La Fondazione Welfare Ambrosiano, presentata dal sindaco Moratti nel gennaio del 2009 come strumento per affrontare la crisi, non è ancora operativa. Si è infatti impantanata nella burocrazia e non ha ancora iniziato a distribuire neppure una lira di quegli otto milioni di euro che Comune, Provincia, Camera di Commercio, Cgil, Cisl e Uil avevano destinato al progetto.

"Siamo passati per la mani di tre assessori e ancora non c'è niente" hanno denunciato ieri i consiglieri di opposizione Milly Moratti (Milano Civica), Patrizia Quartieri (Rifondazione) e Giuseppe Landonio (Gruppo Misto), che chiedevano con un emendamento al bilancio di aggiungere due milioni di euro a sostegno dei lavoratori vittime della crisi.

La Fondazione, attraverso microcredito e tassi agevolati, avrebbe dovuto agevolare i finanziamenti a disoccupati, precari e artigiani in cassa integrazione o che hanno perso il lavoro. A settembre 2009 l'assessore Mascaretti aveva firmato l'atto di costituzione della Fondazione, insieme agli altri enti, annunciando gli strumenti per “sostenere quei lavoratori che attraversano uno stato di disagio momentaneo e che, se fossero lasciati senza aiuto, rischierebbero l’esclusione sociale”.

La delega sul progetto è poi passata all'asssessore Moioli (Politiche sociali), che la ha ereditata tre mesi fa: "Ho messo in piedi i consigli di indirizzo e gestione, ho trovato la sede (villa Scheibler), incontriamo regolarmente tutte le attività che si occupano dello strumento del microcredito, ma mettere in piedi una Fondazione non è una cosa semplice".
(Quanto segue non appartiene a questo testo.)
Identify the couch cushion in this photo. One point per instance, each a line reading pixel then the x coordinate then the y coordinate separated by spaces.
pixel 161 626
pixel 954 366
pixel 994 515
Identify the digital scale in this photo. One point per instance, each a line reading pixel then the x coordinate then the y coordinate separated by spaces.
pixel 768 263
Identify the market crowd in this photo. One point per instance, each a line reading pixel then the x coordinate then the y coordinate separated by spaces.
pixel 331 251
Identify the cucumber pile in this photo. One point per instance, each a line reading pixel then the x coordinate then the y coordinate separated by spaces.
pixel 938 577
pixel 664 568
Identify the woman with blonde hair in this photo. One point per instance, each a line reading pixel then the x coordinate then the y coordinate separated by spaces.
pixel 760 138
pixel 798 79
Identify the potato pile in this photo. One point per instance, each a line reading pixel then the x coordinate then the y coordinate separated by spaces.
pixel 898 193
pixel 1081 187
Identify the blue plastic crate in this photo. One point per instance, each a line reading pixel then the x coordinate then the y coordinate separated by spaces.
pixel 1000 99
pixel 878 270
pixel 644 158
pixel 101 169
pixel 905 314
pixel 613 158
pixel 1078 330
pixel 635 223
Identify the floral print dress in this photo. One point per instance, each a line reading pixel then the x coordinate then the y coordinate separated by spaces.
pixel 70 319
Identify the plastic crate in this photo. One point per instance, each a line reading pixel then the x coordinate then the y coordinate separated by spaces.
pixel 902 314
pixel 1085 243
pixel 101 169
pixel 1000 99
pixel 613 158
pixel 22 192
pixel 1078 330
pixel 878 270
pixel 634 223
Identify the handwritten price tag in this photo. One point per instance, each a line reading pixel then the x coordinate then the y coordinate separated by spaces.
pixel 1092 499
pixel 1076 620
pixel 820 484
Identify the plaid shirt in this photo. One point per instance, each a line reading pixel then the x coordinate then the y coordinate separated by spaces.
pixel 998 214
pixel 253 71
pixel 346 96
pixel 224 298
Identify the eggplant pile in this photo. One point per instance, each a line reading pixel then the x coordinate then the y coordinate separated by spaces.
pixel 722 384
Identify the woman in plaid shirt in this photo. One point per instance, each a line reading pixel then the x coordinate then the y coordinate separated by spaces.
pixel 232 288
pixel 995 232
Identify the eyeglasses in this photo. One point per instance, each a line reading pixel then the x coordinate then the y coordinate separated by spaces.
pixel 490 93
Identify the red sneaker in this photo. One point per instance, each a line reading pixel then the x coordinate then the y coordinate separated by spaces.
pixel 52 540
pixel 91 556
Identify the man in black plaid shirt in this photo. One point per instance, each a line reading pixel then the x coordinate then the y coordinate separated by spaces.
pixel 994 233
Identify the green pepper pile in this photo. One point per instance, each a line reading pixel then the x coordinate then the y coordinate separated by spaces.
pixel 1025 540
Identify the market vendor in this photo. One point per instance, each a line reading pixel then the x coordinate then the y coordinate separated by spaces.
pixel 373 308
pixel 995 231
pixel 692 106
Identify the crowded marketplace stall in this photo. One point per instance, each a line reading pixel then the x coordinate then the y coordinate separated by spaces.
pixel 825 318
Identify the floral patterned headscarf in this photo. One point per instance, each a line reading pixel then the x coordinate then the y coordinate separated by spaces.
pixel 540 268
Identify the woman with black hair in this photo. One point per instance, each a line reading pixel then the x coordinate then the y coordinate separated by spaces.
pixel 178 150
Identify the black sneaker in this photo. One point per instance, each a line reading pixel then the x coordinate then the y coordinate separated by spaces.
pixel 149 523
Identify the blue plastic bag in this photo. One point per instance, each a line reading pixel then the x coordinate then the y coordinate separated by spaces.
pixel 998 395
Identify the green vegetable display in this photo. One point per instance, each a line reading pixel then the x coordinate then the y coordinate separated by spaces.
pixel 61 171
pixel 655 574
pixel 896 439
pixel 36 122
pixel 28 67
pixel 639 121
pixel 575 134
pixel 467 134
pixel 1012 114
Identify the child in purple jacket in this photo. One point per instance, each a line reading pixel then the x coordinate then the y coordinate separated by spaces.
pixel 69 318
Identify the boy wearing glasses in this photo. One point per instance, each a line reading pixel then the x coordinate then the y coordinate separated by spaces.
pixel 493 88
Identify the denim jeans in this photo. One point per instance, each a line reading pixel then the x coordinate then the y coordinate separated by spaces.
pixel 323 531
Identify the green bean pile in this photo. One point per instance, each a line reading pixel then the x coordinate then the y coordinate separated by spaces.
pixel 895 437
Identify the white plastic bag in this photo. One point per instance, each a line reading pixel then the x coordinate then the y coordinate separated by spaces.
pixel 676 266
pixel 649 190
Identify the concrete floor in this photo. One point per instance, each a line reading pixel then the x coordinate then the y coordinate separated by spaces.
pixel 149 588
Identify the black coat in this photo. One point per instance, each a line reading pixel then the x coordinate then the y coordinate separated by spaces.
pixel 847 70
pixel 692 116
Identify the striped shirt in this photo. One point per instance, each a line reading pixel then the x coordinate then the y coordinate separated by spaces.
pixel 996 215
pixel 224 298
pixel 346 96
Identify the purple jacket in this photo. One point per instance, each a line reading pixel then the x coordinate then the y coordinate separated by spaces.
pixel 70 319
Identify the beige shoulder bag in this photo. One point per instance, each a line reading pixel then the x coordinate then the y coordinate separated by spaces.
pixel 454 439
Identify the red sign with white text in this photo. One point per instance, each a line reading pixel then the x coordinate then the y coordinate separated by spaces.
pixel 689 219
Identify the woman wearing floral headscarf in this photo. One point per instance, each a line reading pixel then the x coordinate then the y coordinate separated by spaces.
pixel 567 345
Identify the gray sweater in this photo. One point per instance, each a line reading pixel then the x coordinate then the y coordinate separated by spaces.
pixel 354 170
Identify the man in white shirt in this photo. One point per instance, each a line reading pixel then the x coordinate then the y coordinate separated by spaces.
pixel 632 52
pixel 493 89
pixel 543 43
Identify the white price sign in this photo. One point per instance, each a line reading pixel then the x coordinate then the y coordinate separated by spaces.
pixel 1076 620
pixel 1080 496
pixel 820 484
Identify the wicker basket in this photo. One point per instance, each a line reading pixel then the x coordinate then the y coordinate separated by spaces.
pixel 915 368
Ma a un oltre anno dall'annuncio, sarà lecito aspettarsi qualcosa di più, no? "Chiedete a chi ha avuto la delega prima, io rispondo di quello che ho fatto" ci dice la Moioli, che però precisa: "Ma non sono mica stati con le mani in mano, eh!" Insomma, cos'è succeso? "E' il primo esperimento in Italia del genere, avviato da un ente pubblico, costruire una fondazione e renderla operativa è un lungo percorso burocratico".

Capito? Almeno per il momento, non c'è neppure uno di quegli otto milioni di euro messi da parte che si possa distribuire a chi ne fa richiesta. Quando sarà operativa la Fondazione? La Moioli non si sbilancia, ma quando le chiediamo se ce la farà entro l'anno ci rincuora: "Sicuramente sì".

Ora, speriamo che la Fondazione sia pronta in tempo per aiutare le vittime della crisi o che la crisi finisca prima che la Fondazione sia pronta?